The E-mu Morpheus Synth[]

The original E-mu Morpheus, released in 1993, was a 1U rackmount synth, packaged in a manner resembling the Proteus synth line, but containing unique hardware. (No keyboard version was ever released.)

Voice Archtecture[]

The Morpheus' basic voice architecture consisted of a digital oscillator-filter-amplifier chain, fairly standard on its surface. Each voice contained two layers, which fully duplicated each other. The outputs of the two layers went to a mixer section, which allowed each layer to be panned across any of three stereo pair outputs, and also routed to the effects section.

The digital oscillator was of the wavetable type, allowing the user to choose from a large set of single-cycle waveforms im ROM. The oscillator for each layer fed into a "tone" circuit (a simple, non-resonant lowpass filter), and then into the Z-Plane filter. The output of this went to the digital amplifier and then to the mixer section.

The Z-Plane Filter[]

The Z-Plane filter was the outstanding feature of the Morpheus, from which the synth took its name. The Z-Plane filter interpolated between eight different complex response curves, which the manual described as being, conceptually, at the eight corners of a cube. Three parameters, known as Frequency, Morph, and Transform 2, selected a point within the volume of the cube.
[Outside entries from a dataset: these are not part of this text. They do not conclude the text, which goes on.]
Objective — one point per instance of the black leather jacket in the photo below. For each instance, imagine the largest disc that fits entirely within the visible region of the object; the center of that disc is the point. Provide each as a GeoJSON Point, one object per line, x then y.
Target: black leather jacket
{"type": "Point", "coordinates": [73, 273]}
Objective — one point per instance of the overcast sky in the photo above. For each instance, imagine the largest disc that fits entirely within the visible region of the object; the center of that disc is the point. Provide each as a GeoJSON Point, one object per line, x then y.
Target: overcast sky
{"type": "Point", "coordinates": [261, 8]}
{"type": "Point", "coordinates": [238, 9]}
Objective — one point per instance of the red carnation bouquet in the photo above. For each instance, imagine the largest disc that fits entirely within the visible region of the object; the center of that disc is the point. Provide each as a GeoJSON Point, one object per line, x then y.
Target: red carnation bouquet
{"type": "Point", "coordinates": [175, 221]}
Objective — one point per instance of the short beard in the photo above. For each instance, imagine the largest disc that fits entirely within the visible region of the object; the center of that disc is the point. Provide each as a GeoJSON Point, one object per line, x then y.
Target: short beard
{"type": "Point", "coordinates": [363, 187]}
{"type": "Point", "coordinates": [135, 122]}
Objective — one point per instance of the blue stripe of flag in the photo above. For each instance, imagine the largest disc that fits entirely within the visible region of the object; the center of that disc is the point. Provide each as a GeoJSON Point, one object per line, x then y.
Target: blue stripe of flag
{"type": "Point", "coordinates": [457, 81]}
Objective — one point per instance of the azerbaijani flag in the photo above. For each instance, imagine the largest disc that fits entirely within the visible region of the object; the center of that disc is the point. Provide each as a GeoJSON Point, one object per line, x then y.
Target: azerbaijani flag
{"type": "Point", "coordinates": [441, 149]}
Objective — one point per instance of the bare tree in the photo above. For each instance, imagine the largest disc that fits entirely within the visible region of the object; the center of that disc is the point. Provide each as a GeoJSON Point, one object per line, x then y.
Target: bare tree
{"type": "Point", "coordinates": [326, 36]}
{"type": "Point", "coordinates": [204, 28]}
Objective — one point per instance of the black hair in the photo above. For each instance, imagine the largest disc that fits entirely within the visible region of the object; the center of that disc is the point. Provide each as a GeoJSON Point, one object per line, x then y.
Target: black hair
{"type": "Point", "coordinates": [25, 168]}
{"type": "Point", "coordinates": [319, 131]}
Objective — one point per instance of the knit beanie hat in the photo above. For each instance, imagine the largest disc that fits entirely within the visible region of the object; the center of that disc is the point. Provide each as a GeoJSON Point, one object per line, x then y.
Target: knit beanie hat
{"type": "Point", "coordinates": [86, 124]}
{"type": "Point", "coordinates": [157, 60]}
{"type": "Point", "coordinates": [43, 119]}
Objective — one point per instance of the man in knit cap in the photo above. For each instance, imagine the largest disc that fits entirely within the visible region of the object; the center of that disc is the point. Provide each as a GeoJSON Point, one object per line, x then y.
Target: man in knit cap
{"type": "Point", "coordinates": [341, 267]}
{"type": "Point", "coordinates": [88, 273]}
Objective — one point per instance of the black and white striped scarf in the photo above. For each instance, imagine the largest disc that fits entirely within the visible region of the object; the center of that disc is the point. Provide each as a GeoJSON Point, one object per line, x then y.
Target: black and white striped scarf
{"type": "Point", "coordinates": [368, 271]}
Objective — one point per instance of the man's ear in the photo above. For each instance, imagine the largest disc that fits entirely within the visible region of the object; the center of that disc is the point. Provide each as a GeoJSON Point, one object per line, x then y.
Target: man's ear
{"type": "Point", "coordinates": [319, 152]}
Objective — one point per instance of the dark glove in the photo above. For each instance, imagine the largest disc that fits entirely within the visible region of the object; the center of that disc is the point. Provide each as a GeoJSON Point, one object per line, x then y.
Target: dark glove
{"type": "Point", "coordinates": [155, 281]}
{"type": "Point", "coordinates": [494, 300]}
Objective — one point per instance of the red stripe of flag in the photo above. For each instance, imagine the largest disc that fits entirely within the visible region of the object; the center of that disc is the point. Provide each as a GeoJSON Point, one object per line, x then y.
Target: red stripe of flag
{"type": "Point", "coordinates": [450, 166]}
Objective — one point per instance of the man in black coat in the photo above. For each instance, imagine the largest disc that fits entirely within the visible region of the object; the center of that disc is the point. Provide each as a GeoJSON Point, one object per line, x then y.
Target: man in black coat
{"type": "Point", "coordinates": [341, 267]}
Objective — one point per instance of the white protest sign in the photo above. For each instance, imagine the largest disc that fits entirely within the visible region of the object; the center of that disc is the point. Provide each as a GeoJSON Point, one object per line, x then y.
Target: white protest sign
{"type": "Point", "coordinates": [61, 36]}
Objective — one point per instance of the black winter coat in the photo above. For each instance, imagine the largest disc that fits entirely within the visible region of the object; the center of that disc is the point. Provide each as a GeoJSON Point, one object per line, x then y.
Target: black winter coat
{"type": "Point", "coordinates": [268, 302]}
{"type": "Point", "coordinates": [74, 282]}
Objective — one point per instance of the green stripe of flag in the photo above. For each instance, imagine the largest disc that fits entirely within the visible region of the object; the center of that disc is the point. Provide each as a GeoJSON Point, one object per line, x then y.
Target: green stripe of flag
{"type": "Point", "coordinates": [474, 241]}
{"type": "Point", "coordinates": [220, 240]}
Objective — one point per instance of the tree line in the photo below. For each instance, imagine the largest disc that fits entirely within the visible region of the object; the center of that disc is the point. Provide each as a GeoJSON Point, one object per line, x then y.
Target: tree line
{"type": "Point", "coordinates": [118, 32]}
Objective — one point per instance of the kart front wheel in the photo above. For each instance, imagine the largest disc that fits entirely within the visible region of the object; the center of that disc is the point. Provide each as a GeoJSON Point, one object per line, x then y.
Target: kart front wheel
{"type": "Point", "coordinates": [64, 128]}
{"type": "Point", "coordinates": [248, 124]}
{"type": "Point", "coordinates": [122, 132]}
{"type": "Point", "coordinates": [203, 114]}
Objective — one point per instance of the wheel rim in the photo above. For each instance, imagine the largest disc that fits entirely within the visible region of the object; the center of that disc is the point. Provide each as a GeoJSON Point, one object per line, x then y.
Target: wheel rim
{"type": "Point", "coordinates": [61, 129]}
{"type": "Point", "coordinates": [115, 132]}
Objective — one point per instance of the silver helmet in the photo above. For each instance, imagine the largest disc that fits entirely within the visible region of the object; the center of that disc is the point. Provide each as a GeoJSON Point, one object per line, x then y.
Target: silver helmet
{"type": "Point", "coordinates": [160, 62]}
The filter interpolates between all eight filter curves depending on how "close" the interpolation point is to each corner of the cube; the closer the point is to a corner, the more influence that the response curve in that corner has on the result.

On the original Proteus, due to CPU limitations, only the Morph parameter could be varied in real time. The Frequency and Transform 2 parameters were set at note-on and remained fixed as long as the note sounded. The Frequency parameter was somewhat misleadingly named; it was called such because its value was usually assigned to the MIDI note number, and the filter cube was usually arranged so that the Frequency parameter usually interpolated between two version of the same response curve, with the higher-value one "slid to the right" so that all features of the curve were at higher frequencies, to somewhat emulate the behavior of a conventional filter having its cutoff frequency modulated by note value. However, nothing about the filter architecture required that the cube be set up in this way, and in fact, some of them weren't.

The Transform 2 dimension was set up in some cubes so that it morphed between two versions of the same shape, but with one having its peaks and notches more emphasized, and Transform 2 was conventionally assigned to velocity. Again, the filter architecture did not require this, and some cubes were not set up this way. Some "cubes" were actually just "planes", with four corners and four response curves; on these, the Transform 2 parameter had no effect.

The Effects Processor[]

Production[]

E-mu introduced the original Morpheus in 1993. It was not a big seller; the Z-Plane filter mystified many users, and that, combined with the awkwardness of patch editing typical of the Proteus-derived modules, probably were what held down sales. The following year, E-mu introduced the Ultraproteus, which used the same basic architecture but had a simplified and stripped-down filter cube set.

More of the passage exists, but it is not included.